Mycteriacetus Temporal range: Burdigalian, ~18.78 Ma PreꞒ Ꞓ O S D C P T J K Pg N ↓

Scientific classification
- Domain: Eukaryota
- Kingdom: Animalia
- Phylum: Chordata
- Class: Mammalia
- Order: Artiodactyla
- Infraorder: Cetacea
- Family: †Eurhinodelphinidae
- Genus: †Mycteriacetus Lambert, 2004
- Type species: †Mycteriacetus bellunensis (Pilleri, 1985)

= Mycteriacetus =

Extinct cetacean of the Early Miocene

Mycteriacetus is an extinct genus of dolphin from the Early Miocene (Burdigalian) of northeastern Italy.

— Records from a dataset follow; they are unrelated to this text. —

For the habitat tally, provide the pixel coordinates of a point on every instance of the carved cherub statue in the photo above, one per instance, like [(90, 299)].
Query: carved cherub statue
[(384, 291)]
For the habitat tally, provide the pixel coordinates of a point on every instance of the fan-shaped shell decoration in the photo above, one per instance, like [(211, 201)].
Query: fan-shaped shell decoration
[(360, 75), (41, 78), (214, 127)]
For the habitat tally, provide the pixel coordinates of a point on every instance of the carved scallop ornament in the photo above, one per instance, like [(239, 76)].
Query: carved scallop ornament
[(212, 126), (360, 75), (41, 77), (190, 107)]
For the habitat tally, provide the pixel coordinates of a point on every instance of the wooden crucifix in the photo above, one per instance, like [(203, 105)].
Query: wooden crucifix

The type species is M. bellunensis.

==Etymology==
Mycteriacetus is named after the Yellow-billed stork (Mycteria ibis) because the bill of that species is as long as the rostrum of Mycteriacetus.

==Taxonomy==
Mycteriacetus bellunensis was originally named as a new species of Eurhinodelphis, E. bellunensis, by Pilleri (1985). However, Bianucci and Landini (2002) transferred this species to Argyrocetus, creating the new combination A. bellunensis. Lambert (2004) eventually recognized E. bellunensis as sufficiently distinct from Eurhinodelphis and Argyrocetus to warrant a new genus, Mycteriacetus.